22 grudnia 2013, 17:02
pewnie bym wróciła, chociaż moja mama miała identyczną sytuację nie wróciła i powiedziała, że gdyby to nie była wredna ekspedientka, która ją kiedyś na kasę orżnęła (odwrotna sytuacja) to by zapłaciła a tak się zwinęła i tyle
22 grudnia 2013, 17:03
aha jeszcze kiedyś w Hiszpanii wyniosłam koszyk ze sklepu. Nawet ochroniarz nie zwrócił mi uwagi (oczywiście zabrałam przez pomyłkę i oczywiście oddałam)
22 grudnia 2013, 17:04
No coż.... może i jestem wredna, ale bym wróciła ...
22 grudnia 2013, 17:06
dorisek1982 napisał(a):
No coż.... może i jestem wredna, ale bym wróciła ...
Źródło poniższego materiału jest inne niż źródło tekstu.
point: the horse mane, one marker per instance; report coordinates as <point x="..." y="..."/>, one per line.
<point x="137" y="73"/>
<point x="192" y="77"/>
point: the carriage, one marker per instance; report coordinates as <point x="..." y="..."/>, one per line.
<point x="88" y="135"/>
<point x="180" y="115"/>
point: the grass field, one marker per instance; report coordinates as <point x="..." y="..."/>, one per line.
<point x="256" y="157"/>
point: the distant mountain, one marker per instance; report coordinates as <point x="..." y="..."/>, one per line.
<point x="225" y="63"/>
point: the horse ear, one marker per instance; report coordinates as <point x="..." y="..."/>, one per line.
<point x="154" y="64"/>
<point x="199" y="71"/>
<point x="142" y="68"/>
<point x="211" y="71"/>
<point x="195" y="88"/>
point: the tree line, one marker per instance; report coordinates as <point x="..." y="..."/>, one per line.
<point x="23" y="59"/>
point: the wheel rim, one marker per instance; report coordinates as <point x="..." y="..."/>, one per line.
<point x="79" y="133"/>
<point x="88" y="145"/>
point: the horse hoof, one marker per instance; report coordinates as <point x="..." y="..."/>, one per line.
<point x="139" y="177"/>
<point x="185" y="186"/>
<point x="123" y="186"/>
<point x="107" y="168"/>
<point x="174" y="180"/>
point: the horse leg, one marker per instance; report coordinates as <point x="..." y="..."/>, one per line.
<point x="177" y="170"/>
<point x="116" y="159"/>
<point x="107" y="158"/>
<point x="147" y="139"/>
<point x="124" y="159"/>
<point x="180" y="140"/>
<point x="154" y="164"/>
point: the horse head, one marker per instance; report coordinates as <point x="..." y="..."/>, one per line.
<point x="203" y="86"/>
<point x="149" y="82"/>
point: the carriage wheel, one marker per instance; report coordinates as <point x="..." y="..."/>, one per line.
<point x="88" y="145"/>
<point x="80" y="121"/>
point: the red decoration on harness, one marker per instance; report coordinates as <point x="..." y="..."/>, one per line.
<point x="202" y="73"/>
no to właśnie nie jesteś wredna, tylko świecisz obywatelską postawą
- Dołączył: 2013-10-03
- Miasto: Kraków
- Liczba postów: 1356
22 grudnia 2013, 17:06
ja bym chyba wyszła, nie wracałabym się...
- Dołączył: 2013-07-23
- Miasto: białystok
- Liczba postów: 3044
22 grudnia 2013, 17:06
Zależy od tego co to by było i od tego czy byłoby mi to potrzebne.
22 grudnia 2013, 17:07
Gdybym zauważyła, wróciłabym, ale nie mam w zwyczaju patrzenia na rachunek po zakupach.